My brother and I chose to start our trip in the North where we had never travelled before. If we really felt like foreigners there, we thought it would not bother us too much.
My fear of feeling like an alien in my own country greeted me at the hotel, during my encounter with a smiling young receptionist. We spoke the same language, with the same accent, but her voice was stridently assertive while mine became reserved and distant. The twenty years of Vietnamese war breathed silently between us. We had absolutely nothing in common. This was definitely not my country and there was an ocean between me and my real country, where I had left Merlin. At that moment, I just wanted to turn around and sail back to that other shore and rest my head on his shoulder. This was not the first time I had travelled without him so I thought it would really be no big deal if we were apart for a couple of weeks. How wrong I was.

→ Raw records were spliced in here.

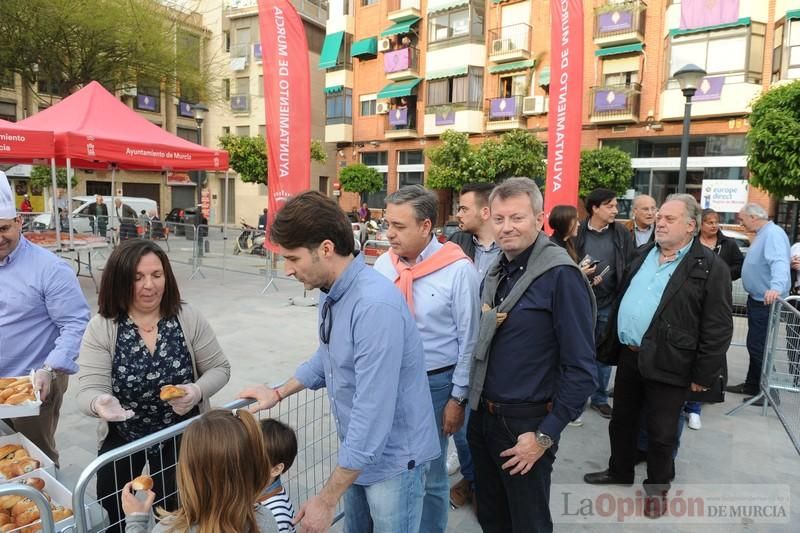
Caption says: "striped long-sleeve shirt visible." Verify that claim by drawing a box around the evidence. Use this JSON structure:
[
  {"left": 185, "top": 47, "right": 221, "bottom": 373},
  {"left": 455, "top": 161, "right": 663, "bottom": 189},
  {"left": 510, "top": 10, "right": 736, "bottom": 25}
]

As the week went by, my unhappiness swelled intolerably. We were reminded of our foreigner status when we had to pay more than locals to visit museums and shrines. At night, loud arguments in the streets would wake us from our hot and sticky sleep. I could hear and understand every word, but their vulgarity was beyond my comprehension. The polite smiles and greetings of the hotel receptionists hid an assumed superiority and an unspoken mockery. This made me even more homesick and desperately lonesome for Merlin. Every evening, I went to the internet shop to send him emails: short and inconsequential messages about mundane things – how was he doing at work, if he remembered to weed our garden and water the house plants? At night, I wrote longer messages to him in my notebook, messages never sent, pouring out my heart and my tears. I wanted to be transported home at once, to wipe my eyes on his shirt and to listen to his beating heart.
After ten days, we made our way south. The Vietnam that we used to know gradually revealed itself with each mile travelled. The invisible shroud separating us from those around us began to lift as soon as we left Hanoi, and had dissipated completely by the time we reached Nha Trang, a city with which I have a particular bond – I was born there, and, as a teenager, I had returned a few times after our family moved to Saigon. Every morning, I walked to the beach to watch the sun rise – a huge, orange ball emerging from the blue calm of the Pacific Ocean. Back home, where my Merlin was, the sun was setting and I wondered if he was watching it from the window of his study. One evening, I sent a message to the moon that would be delivered to Merlin in Canada, twelve hours later. I slept that night comforted by the thought that the murmuring ocean between us would carry our every conversation.
Three years later, I returned to Vietnam with Merlin. During the week we were in Nha Trang, we watched the same sunrise every morning and the same full moon every evening. We bathed in the same ocean that had separated us on my previous visit. I frolicked in the same water just like the little girl who played there more than thirty years earlier.